Well, pick a number higher than 1, because I just bought a copy. (I must've seen your name 7 times now, and that marketing theory kicked in.) Hey, my numbers are down from last month, too.


----------



## Catherine Bybee (Sep 5, 2011)

Monique said:


> What she said.
> 
> My first few months were very small numbers. I sold just a handful and I'm sure most of them were to friends and family. It took a while for it to build and the best building block has been another book.
> 
> Hang in there and keep writing!


So very true! When I put my 3rd time travel out with the small press, the first book sold over 900 copies in a month, a year after it had been released. 
Keep writing.


----------



## Kelly Haven (Jan 20, 2011)

Kelly Haven - 29,500 paid sales - +11,200 paid sales from september - 43 titles ranging from $0.99 to $9.99


----------



## meggjensen (Feb 17, 2011)

Megg Jensen -- 258 -- +/- (depending on growth) --3 books -- 99 cents to $3.99

I'll be honest, I don't know how to do the growth math. I sold 1369 in September, but I had a free ebook going for the first 10 days-ish, which spurred some major sales of the sequel. The momentum didn't keep up in October.

I'm releasing another novel this month, so I hope that will help.

~Megg


----------



## Sarah Woodbury (Jan 30, 2011)

"Aaaah, year and a half old me...how clueless you were. So yeah...first month or so was 75 sales at 99 cents. I'd have laughed my head off if you'd told me what I'd sell this month."

I sold 22 books that first month (January--soooooo long ago), 9 of which were bought either by me, my mom or my daughter.  50 the next month, 272 the one after that.  Just keep writing ...


----------



## samanthawarren (May 1, 2011)

This is the first month I have numbers I'm not embarrassed about. It seems like a lot of people took off running, and I was barely crawling. But I'm happy to say I'm getting much closer to my goal. 

Samantha Warren -- 524* -- + (Sold 13* in September) -- 7 Books -- $.99 - $4.99

*Amz US sales only

I also had 11,791 downloads of a free novella.


----------



## sparklingbean (May 27, 2011)

modwitch said:


> Okay, phew.

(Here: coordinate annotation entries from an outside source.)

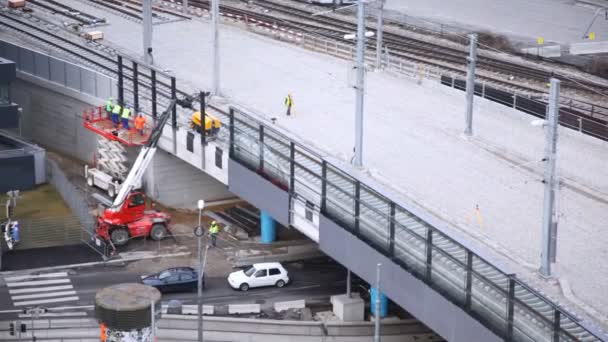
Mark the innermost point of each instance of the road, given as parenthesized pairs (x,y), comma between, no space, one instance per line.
(71,293)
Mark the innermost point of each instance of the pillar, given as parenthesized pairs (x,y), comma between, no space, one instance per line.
(269,227)
(383,303)
(125,313)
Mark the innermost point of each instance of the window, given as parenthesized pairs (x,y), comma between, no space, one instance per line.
(250,271)
(136,200)
(218,157)
(186,276)
(5,98)
(309,208)
(164,274)
(261,273)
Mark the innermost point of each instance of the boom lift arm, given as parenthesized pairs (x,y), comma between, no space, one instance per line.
(143,159)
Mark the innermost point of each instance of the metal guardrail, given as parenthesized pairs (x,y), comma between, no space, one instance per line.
(500,301)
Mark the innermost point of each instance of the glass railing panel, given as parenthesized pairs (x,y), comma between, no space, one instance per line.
(410,250)
(530,325)
(448,274)
(489,303)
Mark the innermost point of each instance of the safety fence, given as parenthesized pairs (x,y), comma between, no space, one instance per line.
(78,204)
(584,117)
(569,115)
(499,300)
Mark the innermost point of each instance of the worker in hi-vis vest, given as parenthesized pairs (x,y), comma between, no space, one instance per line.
(116,111)
(288,103)
(214,229)
(109,105)
(126,114)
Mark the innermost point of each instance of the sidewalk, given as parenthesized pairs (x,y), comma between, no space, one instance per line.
(413,142)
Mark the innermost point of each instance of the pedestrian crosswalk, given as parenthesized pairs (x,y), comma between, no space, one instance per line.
(49,289)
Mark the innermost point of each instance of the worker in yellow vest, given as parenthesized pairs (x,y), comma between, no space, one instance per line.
(126,114)
(116,111)
(288,103)
(214,229)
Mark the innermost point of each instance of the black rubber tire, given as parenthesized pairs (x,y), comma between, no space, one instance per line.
(119,236)
(158,232)
(111,191)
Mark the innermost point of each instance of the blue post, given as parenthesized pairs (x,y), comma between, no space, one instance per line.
(269,227)
(383,303)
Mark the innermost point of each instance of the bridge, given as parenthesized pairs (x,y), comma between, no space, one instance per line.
(428,269)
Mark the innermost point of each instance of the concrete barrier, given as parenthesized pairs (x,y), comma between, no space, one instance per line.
(244,308)
(293,304)
(183,328)
(193,309)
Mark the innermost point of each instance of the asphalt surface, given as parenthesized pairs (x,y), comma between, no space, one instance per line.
(75,289)
(49,256)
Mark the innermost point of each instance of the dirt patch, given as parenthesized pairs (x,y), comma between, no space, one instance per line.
(41,202)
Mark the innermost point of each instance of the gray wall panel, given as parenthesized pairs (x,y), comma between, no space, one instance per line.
(54,120)
(427,305)
(72,76)
(103,87)
(11,52)
(16,173)
(42,65)
(26,61)
(87,82)
(57,71)
(254,189)
(180,185)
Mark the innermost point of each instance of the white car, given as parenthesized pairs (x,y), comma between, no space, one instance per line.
(263,274)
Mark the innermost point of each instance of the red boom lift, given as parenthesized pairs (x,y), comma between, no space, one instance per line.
(127,217)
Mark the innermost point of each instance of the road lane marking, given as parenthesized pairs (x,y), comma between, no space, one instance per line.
(55,314)
(41,289)
(47,275)
(47,294)
(45,301)
(38,282)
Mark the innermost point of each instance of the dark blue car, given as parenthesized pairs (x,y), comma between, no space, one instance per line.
(177,279)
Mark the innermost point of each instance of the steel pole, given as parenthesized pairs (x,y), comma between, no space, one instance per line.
(377,306)
(380,31)
(360,87)
(348,290)
(200,283)
(550,160)
(147,23)
(215,12)
(471,62)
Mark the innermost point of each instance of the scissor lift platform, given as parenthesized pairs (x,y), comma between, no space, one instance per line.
(98,121)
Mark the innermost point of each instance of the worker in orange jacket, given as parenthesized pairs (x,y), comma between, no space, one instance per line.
(140,123)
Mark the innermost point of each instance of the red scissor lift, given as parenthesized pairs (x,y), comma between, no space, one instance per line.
(99,121)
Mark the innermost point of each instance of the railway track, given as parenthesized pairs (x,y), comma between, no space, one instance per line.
(503,74)
(450,261)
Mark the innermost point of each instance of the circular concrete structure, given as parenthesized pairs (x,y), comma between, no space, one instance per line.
(125,311)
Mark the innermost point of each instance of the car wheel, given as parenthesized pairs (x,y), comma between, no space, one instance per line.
(111,191)
(158,232)
(119,236)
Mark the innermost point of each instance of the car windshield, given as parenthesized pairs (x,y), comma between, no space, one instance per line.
(250,271)
(164,274)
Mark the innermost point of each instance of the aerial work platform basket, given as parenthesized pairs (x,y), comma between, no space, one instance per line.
(100,122)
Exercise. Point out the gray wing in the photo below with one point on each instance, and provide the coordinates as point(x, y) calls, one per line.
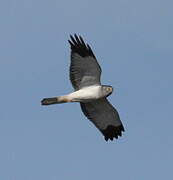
point(104, 116)
point(84, 68)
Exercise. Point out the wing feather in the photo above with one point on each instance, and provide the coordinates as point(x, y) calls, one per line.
point(84, 68)
point(104, 116)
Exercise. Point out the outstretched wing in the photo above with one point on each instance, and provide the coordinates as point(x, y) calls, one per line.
point(104, 116)
point(84, 68)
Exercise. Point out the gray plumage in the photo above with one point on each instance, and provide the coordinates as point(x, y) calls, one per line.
point(85, 75)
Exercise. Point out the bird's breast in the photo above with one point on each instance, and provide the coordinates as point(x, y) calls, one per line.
point(86, 94)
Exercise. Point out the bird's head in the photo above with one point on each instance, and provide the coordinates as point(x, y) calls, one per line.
point(107, 90)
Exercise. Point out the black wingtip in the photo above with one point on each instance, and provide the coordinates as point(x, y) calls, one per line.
point(112, 132)
point(78, 46)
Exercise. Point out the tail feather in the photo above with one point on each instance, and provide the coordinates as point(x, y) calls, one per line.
point(54, 100)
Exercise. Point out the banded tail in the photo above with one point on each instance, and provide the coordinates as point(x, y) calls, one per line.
point(55, 100)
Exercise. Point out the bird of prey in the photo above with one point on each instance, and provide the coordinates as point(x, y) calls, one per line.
point(85, 75)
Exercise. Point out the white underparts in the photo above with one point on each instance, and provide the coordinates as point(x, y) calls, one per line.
point(86, 94)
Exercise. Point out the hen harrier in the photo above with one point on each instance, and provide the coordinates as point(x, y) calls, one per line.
point(85, 75)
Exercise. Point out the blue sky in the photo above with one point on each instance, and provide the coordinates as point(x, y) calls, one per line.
point(133, 43)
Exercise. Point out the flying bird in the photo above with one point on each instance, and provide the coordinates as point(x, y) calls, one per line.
point(85, 75)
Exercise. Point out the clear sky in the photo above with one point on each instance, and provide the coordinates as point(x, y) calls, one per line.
point(133, 42)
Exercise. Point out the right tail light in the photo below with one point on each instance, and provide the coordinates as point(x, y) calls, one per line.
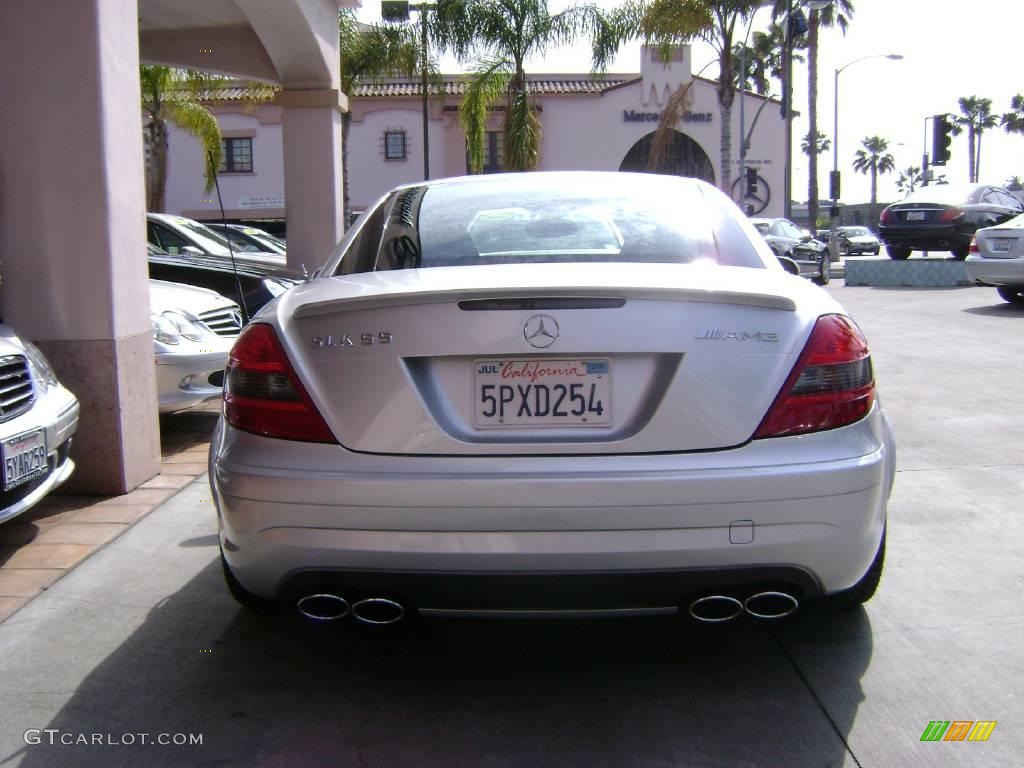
point(832, 384)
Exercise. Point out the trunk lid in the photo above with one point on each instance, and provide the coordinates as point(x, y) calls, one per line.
point(639, 357)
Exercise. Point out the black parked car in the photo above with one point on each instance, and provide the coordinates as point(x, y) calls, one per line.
point(788, 241)
point(944, 217)
point(259, 282)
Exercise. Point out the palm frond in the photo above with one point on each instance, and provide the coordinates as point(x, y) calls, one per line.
point(192, 117)
point(485, 86)
point(522, 134)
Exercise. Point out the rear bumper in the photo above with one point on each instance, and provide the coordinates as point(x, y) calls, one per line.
point(930, 238)
point(814, 505)
point(995, 271)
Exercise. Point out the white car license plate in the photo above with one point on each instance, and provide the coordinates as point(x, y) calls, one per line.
point(542, 392)
point(24, 458)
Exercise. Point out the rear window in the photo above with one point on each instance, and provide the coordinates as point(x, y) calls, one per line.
point(538, 217)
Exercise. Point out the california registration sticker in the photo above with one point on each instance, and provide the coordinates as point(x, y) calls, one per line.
point(958, 730)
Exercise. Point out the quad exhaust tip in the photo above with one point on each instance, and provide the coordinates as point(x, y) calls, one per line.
point(324, 607)
point(770, 604)
point(716, 608)
point(378, 610)
point(721, 608)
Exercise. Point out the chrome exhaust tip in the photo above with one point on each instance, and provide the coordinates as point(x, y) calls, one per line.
point(716, 608)
point(770, 604)
point(378, 610)
point(323, 607)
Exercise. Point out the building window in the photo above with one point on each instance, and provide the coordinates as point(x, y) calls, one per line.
point(494, 152)
point(394, 144)
point(236, 156)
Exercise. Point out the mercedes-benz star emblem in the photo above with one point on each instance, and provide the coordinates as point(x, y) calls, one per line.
point(541, 331)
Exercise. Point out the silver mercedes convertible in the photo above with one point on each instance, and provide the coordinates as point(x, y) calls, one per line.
point(552, 393)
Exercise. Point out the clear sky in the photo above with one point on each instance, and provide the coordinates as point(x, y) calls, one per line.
point(951, 48)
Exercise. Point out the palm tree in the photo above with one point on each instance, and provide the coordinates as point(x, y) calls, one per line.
point(976, 117)
point(908, 179)
point(175, 95)
point(369, 52)
point(836, 14)
point(875, 160)
point(1013, 121)
point(668, 23)
point(498, 36)
point(822, 144)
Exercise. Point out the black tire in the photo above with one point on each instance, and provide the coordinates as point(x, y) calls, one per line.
point(825, 273)
point(1013, 294)
point(243, 596)
point(863, 590)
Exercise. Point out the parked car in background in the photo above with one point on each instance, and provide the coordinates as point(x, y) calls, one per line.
point(552, 392)
point(944, 217)
point(996, 258)
point(856, 241)
point(249, 239)
point(787, 240)
point(193, 331)
point(258, 280)
point(177, 235)
point(38, 418)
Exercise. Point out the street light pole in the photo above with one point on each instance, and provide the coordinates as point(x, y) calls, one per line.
point(834, 181)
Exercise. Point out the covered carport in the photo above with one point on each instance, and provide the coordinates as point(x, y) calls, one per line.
point(73, 272)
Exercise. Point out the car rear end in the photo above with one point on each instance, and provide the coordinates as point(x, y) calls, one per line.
point(997, 255)
point(597, 435)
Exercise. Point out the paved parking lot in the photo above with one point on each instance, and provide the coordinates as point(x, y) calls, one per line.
point(141, 637)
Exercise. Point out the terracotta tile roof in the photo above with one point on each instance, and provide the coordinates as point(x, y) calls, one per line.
point(539, 85)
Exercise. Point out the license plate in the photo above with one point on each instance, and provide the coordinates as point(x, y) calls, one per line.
point(24, 458)
point(565, 392)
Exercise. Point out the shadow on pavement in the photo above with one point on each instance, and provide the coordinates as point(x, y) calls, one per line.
point(272, 690)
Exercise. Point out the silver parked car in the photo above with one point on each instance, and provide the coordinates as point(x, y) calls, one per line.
point(549, 393)
point(193, 331)
point(38, 418)
point(996, 258)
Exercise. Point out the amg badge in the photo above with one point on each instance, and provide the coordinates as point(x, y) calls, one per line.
point(348, 340)
point(725, 335)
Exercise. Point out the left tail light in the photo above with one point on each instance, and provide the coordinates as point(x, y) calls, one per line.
point(832, 384)
point(263, 395)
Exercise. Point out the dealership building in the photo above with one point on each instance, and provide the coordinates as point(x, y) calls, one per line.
point(589, 122)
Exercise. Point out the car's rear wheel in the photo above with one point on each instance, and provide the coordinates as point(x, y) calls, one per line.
point(825, 275)
point(243, 596)
point(863, 590)
point(1013, 294)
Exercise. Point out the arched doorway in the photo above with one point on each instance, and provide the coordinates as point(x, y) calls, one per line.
point(683, 158)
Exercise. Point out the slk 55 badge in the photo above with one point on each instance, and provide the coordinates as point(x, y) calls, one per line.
point(346, 340)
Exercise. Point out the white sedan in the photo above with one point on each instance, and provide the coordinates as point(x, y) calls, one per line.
point(38, 418)
point(996, 258)
point(611, 398)
point(193, 331)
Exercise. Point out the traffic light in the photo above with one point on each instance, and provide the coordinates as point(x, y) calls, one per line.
point(940, 139)
point(752, 182)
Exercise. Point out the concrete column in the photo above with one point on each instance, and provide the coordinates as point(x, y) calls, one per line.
point(311, 123)
point(72, 223)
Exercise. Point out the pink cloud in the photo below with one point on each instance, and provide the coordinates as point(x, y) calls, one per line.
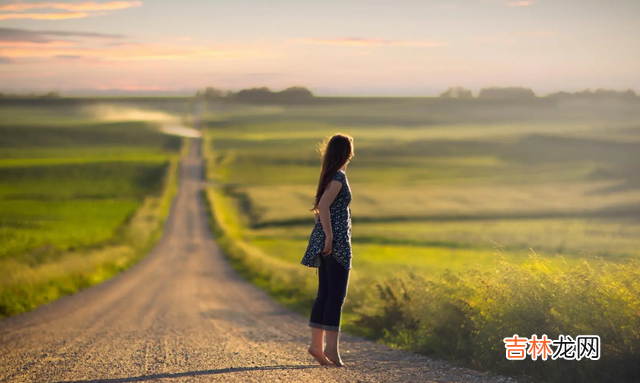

Thanks. Just came back to see if I'd gotten way too preachy up there . Meant every word, though.


Seriously that's what I needed to hear right now. I just published and I'm already freaking out that no one will buy another book from me ever!


----------



## Guest (Nov 1, 2011)

Caitie Quinn said:


> THANKS! I'm not frustrated-frustrated&#8230; it is just odd to watch the numbers get smaller every month LOL&#8230;


I can sympathize with this. It does seem like it's getting harder to sell books, and I've been on a long slide for a solid 5 months now. It's really hard when this is your primary source of income, but it's important to realize that building a real fanbase takes much longer than the time it takes to jump in and our of Amazon's algorithms. It took a long time to get started as well. There's really no easy road, but you've got to keep pushing forward.


----------



## MeiLinMiranda (Feb 17, 2011)

MeiLin Miranda
77 copies cross-book and cross-platform
+8 from September
11 books (including shorts and nonfiction) under 2 different names
99 cents - $4.95

My best month since April and the second month in a row where sales went up not down.


----------



## Sandra Edwards (May 10, 2010)

Sandra Edwards - 1046 sales - (-) - 8 books - Price range $2.75 - $5.85


----------



## Lisa Lim (Mar 16, 2011)

Caitie Quinn said:


> This is embarrassing, but little numbers need to be heard too!
> I'll admit, I don't do any marketing and I'm just working on my stuff for here and elsewhere&#8230; But, honestly, I wouldn't know what to do to market a 11k story anyway. It seems odd to be asking for reviews and blog tours, etc.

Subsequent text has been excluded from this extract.